Thursday, April 30, 2020

Honesty: the best policy?

As The Slits' Viv Albertine observed during her Midnight Chat with Loud And Quiet's Stuart Stubbs, the problem with plucking up the courage to write a warts 'n' all autobiography is that you find yourself forced to revisit the most troubled periods of your life not just once but repeatedly. Committing traumatic incidents to paper inevitably arouses media interest, and playing the promotional game requires you to talk about them even if you'd much rather just forget and move on. Judging by the "painful" nature of the first of his two interviews with the Guardian's Jude Rogers, it's a lesson that Mark Lanegan was in the process of learning.

Not that Lanegan was exactly enthusiastic about the idea of writing a memoir in the first place. "So many times I wanted to stop writing the book", he told Rogers, "but I had an obligation." That obligation was partially to the publisher who had paid him an initial slice of the advance, but predominantly to his friend Anthony Bourdain, who had pressed him to write with "a level of honesty beyond what you'll be comfortable with for it not to be some crappy rock autobiography". When Bourdain committed suicide in 2018, Lanegan knew he had to see it through.
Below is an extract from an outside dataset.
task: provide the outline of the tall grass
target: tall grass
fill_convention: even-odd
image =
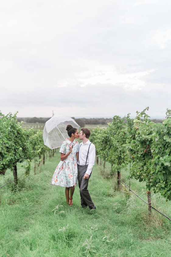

Sing Backwards And Weep, by all accounts, honours Bourdain's advice - an unflinchingly candid account of an early life lived on the wrong side of the tracks. Lanegan's salvation was that distinctive voice - "magnificent, heavy and gnarly" in Rogers' words - though he also owes a debt of gratitude to Courtney Love for funding the rehab that helped him on the path to getting clean. A poignant gesture, given that Lanegan is evidently still wracked with guilt for not answering the phone to Love's husband Kurt Cobain on the day he shot himself. Personally speaking, it's a shame to see his disdain for Screaming Trees spelled out ("I basically had to stay in a band I didn't like in order to make money to support my drug habit"), but it was already an open secret. Regardless, Sweet Oblivion and Dust still stand up as two of the best records to emerge from grunge-era Seattle.

What is interesting in light of Albertine's comments is Lanegan's conviction that writing the memoir will ultimately lay things to rest: "[It] means I won't have to answer any questions any more. If anyone wants to know what this experience was like ... it's all there." Maybe, after the current round of press interviews is over, he'll be proven right.

But if that gets you excited at the prospect of a sequel, picking up where Sing Backwards And Weep leaves off (in the late 90s), don't hold your breath: "I wouldn't put myself through that again."